A wide range of films make up Warsaw’s 2016 film festival, several titles having premiered in other places, while there’s also a healthy turnout of talent. On my shuttle ride in, I met the director of Fragments of Lucia, Jorge Yacoman, fresh off a twenty-four travel day from Chile so he could premiere his sophomore title in competition. Shortly after, a brief conversation with director Logan Miller, here with his debut Live Cargo, starring Dree Hemingway, which premiered earlier this year at the Tribeca Film Festival.

Film wise, I caught up with Mexican director Daniel Castro Zimbron’s sophomore film, The Darkness. A thriller in the post-apocalyptic vein begins after the Earth has stopped spinning on its axis. Fog has overtaken everything, while a boy and his two siblings resides in the father’s basement, the only location they know or remember. But when one of his brothers goes missing, he decides to go on a quest to find him. As far as narrative goes, this plays out like the Josef Fritzl version of The Village, but it is neither as exciting nor gruesome as either reference might suggest.
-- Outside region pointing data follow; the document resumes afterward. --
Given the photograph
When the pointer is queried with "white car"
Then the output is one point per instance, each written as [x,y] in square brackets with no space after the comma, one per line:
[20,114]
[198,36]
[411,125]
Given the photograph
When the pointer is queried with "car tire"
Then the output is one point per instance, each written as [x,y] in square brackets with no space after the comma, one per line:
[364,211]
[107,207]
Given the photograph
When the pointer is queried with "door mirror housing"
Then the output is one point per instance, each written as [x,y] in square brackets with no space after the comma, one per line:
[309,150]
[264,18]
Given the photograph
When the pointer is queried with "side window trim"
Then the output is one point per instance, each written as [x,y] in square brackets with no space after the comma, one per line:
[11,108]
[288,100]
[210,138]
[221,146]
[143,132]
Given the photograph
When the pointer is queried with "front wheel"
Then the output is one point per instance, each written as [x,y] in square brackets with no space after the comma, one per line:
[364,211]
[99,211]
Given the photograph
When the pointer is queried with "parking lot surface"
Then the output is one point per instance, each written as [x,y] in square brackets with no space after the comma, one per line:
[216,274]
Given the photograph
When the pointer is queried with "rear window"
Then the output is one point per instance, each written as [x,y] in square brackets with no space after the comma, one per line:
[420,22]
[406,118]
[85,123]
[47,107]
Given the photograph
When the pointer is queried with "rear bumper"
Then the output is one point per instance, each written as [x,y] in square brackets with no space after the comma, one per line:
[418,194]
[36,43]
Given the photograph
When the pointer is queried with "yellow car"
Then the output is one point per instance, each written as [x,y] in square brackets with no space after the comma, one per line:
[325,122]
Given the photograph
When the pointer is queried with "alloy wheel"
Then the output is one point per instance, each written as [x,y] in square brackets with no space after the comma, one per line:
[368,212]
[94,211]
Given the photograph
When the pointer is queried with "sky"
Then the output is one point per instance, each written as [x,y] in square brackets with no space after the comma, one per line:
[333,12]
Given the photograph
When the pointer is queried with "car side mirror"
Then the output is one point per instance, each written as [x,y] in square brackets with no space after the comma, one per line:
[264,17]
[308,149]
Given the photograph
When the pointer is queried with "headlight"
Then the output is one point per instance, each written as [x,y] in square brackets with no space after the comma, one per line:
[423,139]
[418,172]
Methodically and with persistent gloom, Zimbron’s film unfolds in repetitive measures of give and take between the preadolescent Argel (Aliocha Sotnikoff) and his domineering father Gustavo (Brontis Jodorowsky), a man who commands the children stay inside because a ferocious but vague beastie roams outside in an environment requiring humans to wear a gas mask in the perpetual fog. Except when Argel finds his father isn’t telling the truth about the gas masks, he wonders if he’s lying about the disappearance of Marcos (Fernando Alvarez Rebeil).

Zimbron does strike some particularly ominous notes regarding subtle reveals about Gustavo, who also enjoys making creepy wooden puppets made after likenesses of the kids (one wishes the film leaned more into its bizarre accents). What happened to their absent mother and why no one remembers her (despite the age differences suggesting at least Marcos would have memories of the woman) also creates a sense of sordidness which would have worked more intensely if The Darkness had also managed to build some tension. Instead, there are too many convenient dream sequences, as well as some improbable and prophetic dialogue from the youngest child, Luciana (Camila Robertson Glennie, a child performer with enough intense expression to court passing reference to Ana Torrent of The Spirit of the Beehive, 1973), who collects dead insects, believing them to be, like their mother, merely ‘asleep.’ But Brontis (son of Alejandro) Jodorowsky proves to be a compelling lead character, for once in a prominent role outside of recent stints in his father’s cinema, here resembling Pascal Greggory or 80s era American character actor Peter Jason.